Kıyâmet gününe ve Cehennem azâbına inanan zenginlerin,
mallarının zekâtını, tarla mahsullerinin, meyvelerin uşrunu
vererek, bu azaplardan kurtulmaları lâzımdır.
Zekât vermek, Kur’ân-ı kerîmin 32 yerinde, namâzla birlikte
emredilmektedir.
Tövbe sûresinin 34. âyet-i kerîmesinde
meâlen;
(Malı, parayı biriktirip zekâtını, Müslümân
fakîrlerine vermeyenlere çok acı azâbı müjdele!) buyurulmuştur.

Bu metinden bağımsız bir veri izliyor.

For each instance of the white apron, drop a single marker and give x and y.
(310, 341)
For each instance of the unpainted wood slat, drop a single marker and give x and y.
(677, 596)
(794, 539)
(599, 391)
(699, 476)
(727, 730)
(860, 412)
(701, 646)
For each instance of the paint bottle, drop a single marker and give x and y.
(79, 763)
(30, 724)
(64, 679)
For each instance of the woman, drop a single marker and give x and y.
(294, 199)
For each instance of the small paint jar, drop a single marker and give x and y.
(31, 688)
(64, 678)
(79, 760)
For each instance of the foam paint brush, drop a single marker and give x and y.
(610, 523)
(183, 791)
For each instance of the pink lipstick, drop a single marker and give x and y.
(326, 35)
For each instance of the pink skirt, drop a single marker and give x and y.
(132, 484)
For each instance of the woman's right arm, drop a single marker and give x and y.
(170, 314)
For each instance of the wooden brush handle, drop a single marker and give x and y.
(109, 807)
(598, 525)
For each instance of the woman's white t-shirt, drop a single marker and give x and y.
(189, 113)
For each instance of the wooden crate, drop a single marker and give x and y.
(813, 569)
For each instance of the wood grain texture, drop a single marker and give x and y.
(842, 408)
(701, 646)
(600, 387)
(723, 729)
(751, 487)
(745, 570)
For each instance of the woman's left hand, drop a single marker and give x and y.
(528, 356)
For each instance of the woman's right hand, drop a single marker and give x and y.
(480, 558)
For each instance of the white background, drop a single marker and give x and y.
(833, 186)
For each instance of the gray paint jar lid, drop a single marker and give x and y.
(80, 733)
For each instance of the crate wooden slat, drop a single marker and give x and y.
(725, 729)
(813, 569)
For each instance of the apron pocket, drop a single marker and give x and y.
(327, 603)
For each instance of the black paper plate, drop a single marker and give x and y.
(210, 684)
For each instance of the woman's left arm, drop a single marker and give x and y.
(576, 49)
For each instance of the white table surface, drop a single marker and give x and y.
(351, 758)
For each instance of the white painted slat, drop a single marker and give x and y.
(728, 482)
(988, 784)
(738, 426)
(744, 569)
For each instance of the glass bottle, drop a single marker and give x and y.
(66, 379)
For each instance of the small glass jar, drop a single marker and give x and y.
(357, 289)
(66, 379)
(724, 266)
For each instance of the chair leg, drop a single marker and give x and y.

Kıyâmet gününe ve Cehennem azâbına inanan zenginlerin, mallarının
zekâtını, tarla mahsullerinin, meyvelerin uşrunu vererek, bu
azaplardan kurtulmaları lâzımdır.
Hadîs-i şerîfte;
(Zekât vererek, malınızı
zarardan koruyunuz!) buyuruluyor.
Tefsîr-i Mugnîde buyuruluyor ki:
“Kur’ân-ı
kerîmde üç şey, üç şeyle berâber bildirildi. Bunlardan biri
yapılmazsa, ikincisi kabûl olmaz. Peygambere itâat edilmedikçe,
Allahü teâlâya itâat edilmiş olmaz. Anaya, babaya şükredilmedikçe,
Allahü teâlâya şükredilmiş olmaz. Malın zekâtı verilmedikçe,
namazlar kabul olmaz.”
İmâm-ı Gazâlî hazretleri, mahşer gününü anlatırken
buyuruyor ki:
“İnsanlardan her biri, dünyada sımsıkı
sakladıkları malı boyunlarına geçirmişlerdir. Deve zekâtını
vermeyenlerin, boynuna deve yüklenir. Öyle bağırır ve ağırlaşır ki,
büyük dağlar gibi olur. Sığır, koyun zekâtı vermeyenler de, böyle
olur. Bunların feryâtları âdeta gök gürlemesi gibidir.